As we continue to move forward, masked and unmasked, my prayer for us is that we show up for each other in the small and consistent ways we can. This accompaniment can take a thousand different shapes: It is crouching in places we do not feel like we belong and where nobody really belongs; it is making a simple dinner for someone who needs it; it is that small thing you do that needs to be done that maybe nobody sees. There is much more to say here about scale and impact, but let’s leave it at this: Every time we show up for someone else, it makes some kind of difference.

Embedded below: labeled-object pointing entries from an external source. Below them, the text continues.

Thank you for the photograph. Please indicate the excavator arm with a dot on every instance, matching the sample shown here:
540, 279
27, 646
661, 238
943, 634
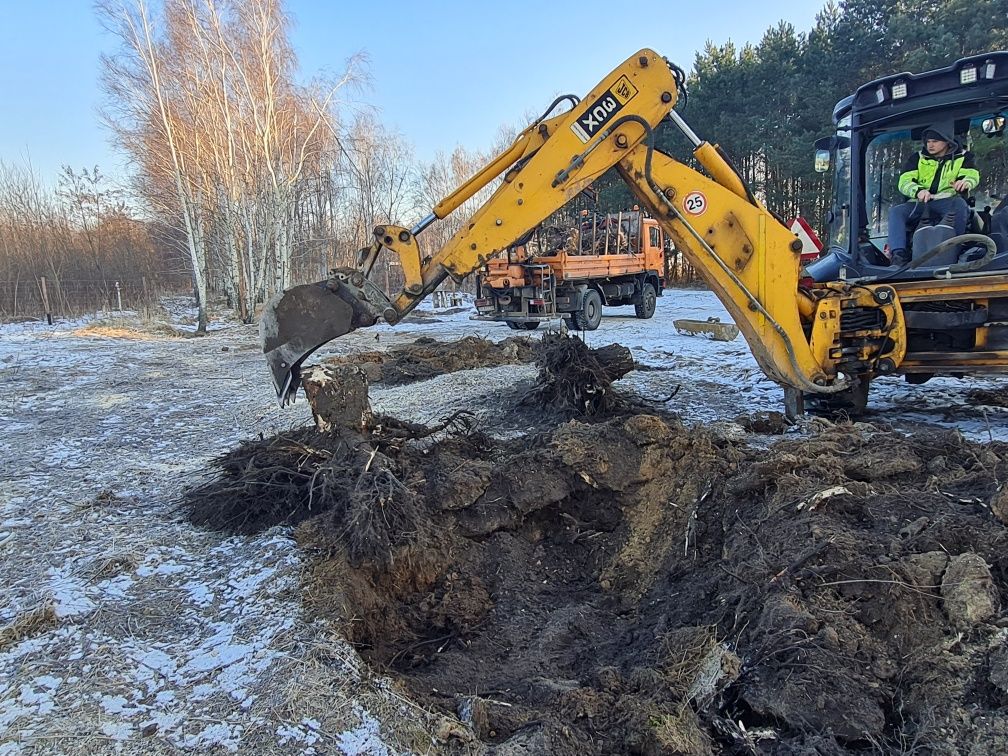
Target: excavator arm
801, 339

The nature of power is such that our relationships with each other are imbalanced, but the nature of grace is that feeling that shared humanity is mutual. Now more than ever, I refuse to believe that terrible things happen for particular reasons. My faith is attached to reason at a different juncture: I believe that there are reasonable ways through everything that happens. One way is service, and the first step in serving each other is showing up.